LyndaBSS wrote: »
I don't pay much attention to the bottom part of the Libra screen. I do like to see the historical graph showing me where my plateaus and fluctuations have been and can be expected.
HoneyBadger155 wrote: »
I think the average losses aren't too bad, and I like having an easy way to see my weight trends (been using Libra for nearly 2 years now, so have a good bit of data to look back at). Understanding my weight pattern (regardless of what the app says) is what I find the most beneficial. Since I'm one of those prone to "wooshes" I like that I can see that pattern repeated over time, and helps keep me on track when it seems like I've 'plateaued.'
You can play with the numbers, I think I put mine on 14 days since my weight can fluctuate a fair bit from one day to the next.
I still record my daily weigh ins, and then average every week, in a spreadsheet I have as that still seems to give me a better idea of overall losses (or not) - the app is great for seeing trends, I like my spreadsheet to keep myself honest.
Cavallaro65 wrote: »
Excellent info, thank you. You can change the setting to 2 weeks instead of 1? I didn't know that.
lgfrie wrote: »
If you swipe right, you'll get to some data that's a bit more interesting: your average calorie deficit over the past week, 15 days, month, three months, & six months. Now I do find that kinda useful, to ensure that my calorie deficit is remaining where I want it to be, relatively consistently. I've been on a 1,000 cal deficit for 6 months and I like it to stay pinned right around 1000. MFP shows me whether my food and exercise (CICO) is nailing that 1,000 target, but Libre shows me whether the scale results also reflect that 1,000 target, which over time they do (though not necessarily on any particular day or week).
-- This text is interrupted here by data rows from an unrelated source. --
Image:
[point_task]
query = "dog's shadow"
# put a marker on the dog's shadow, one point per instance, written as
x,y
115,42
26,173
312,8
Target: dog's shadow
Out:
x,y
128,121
Perhaps the most useful data point of all in Libre is on that second page, under "Database". It tells you how many days you've logged, and your total weight lost. If you simply divide total weight loss by total days, you'll get an average lbs per day lost. Multiple that by 3500 and you'll get your average calorie deficit during the entire period of your diet. Again, not a great epiphany, and there are other ways to figure out it, but Libre does make that data point conveniently accessible.